= Johannes Kromayer =

German classical historian (1859–1934)

Johannes Kromayer (31 July 1859 in Stralsund - 23 September 1934 in Berlin) was a German classical historian. He was an older brother of dermatologist Ernst Kromayer (1862–1933).

He studied classical philology and ancient history at the universities of Jena and Strasbourg, then afterwards worked as a schoolteacher in Thann (1884–88), Metz (1888–93) and Strasbourg (1893–1900). In 1898 he obtained his habilitation for ancient history, and in 1902 became an associate professor at the University of Czernowitz (full professor 1903). From 1913 to 1927 he was a professor of ancient history at the University of Leipzig.
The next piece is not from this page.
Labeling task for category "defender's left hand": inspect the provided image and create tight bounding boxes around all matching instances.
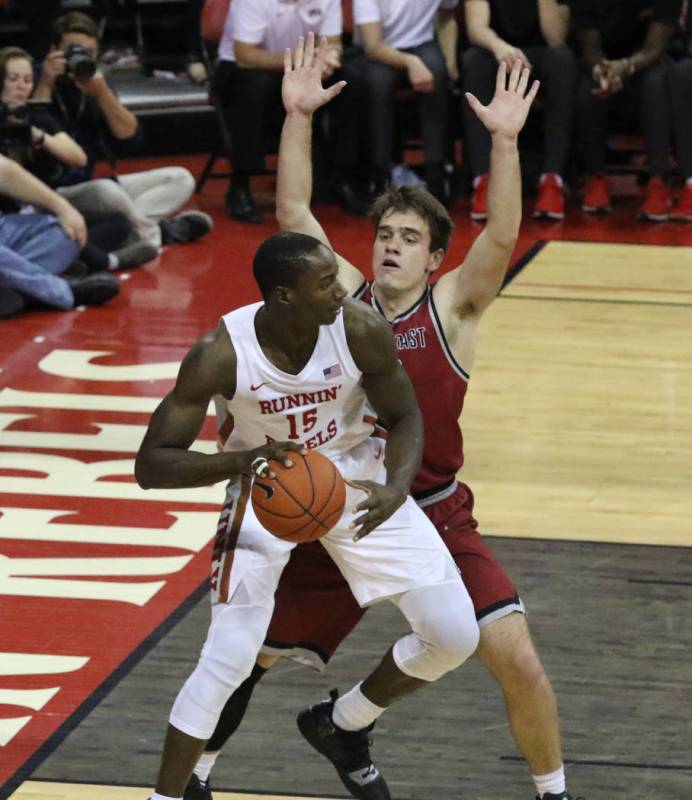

In 1900 he took part in an expedition to Greece in order to study ancient battlefield sites. In 1907/08 he studied ancient battlefields in Italy and North Africa. As a result of his research, he published the four-volume Antike Schlachtfelder ("Ancient Battlefields", 1903–1931).
== Selected works ==
- Antike Schlachtfelder (4 volumes, 1903–1931) - Ancient battlefields.
  - Antike Schlachtfelder in Griechenland. Bausteine zu einer antiken Kriegsgeschichte. Von Epaminondas bis zum Eingreifen der Römer, (1903) - Ancient battlefields in Greece; Building blocks of ancient military history, from Epaminondas until the arrival of the Romans.Antike Schlachtfelder The Heidelberg Site has medium and high resolution scans of all 4 volumes (in 5 bks),incl. the Maps HEIDI (uni-heidelberg.de)
  - Antike Schlachtfelder in Griechenland. Bausteine zu einer antiken Kriegsgeschichte. Die hellenistisch-römische Periode: Von Kynoskephalae bis Pharsalos, (1907) - Ancient battlefields in Greece; Building blocks of ancient military history, The Hellenistic-Roman period, from Cynoscephalae to Pharsalos.
  - Antike Schlachtfelder in Italien und Afrika (with Georg Veith, 2 parts, 1912) - Ancient battlefields in Italy and Africa.
  - Antike Schlachtfelder. Bausteine zu einer antiken Kriegsgeschichte. (Ergänzungsband). Schlachtfelder aus den Perserkriegen, aus der späteren griechischen Geschichte und den Feldzügen Alexanders und aus der römischen Geschichte bis Augustus, (1924–31) - Ancient battlefields; Ancient military history. (Supplement). Battlefields of the Persian Wars, from the later Greek history and the campaigns of Alexander and from Roman history to Augustus.
- Roms Kampf um die Weltherrrschaft, 1912 - Rome's struggle for world dominion.
- Römische Geschichte (with Ludo Moritz Hartmann, 1919) - Roman history.
- Drei Schlachten aus dem griechisch-römischen Altertum, 1921 - Three battles from Greco-Roman antiquity.
- Schlachten-Atlas zur antiken Kriegsgeschichte (with Georg Veith, 1922–29) - (translated into English in 2008 as "The battle atlas of ancient military history").
Schlachten-Atlas Zur Antiken Kriegsgeschichte The Heidelberg Site has medium and high resolution scans of all HEIDI (uni-heidelberg.de) Parts 1-5.2 (Note: Pt.6 was never published, thus the total number of maps is very slightly short of 120)
- Anleitung für das Studium der Geschichte, 1925 - Instructions for the study of history.
- Heerwesen und Kriegführung der Griechen und Römer, (with Georg Veith and August Köster, 1928) - Military affairs and warfare of the Greeks and Romans.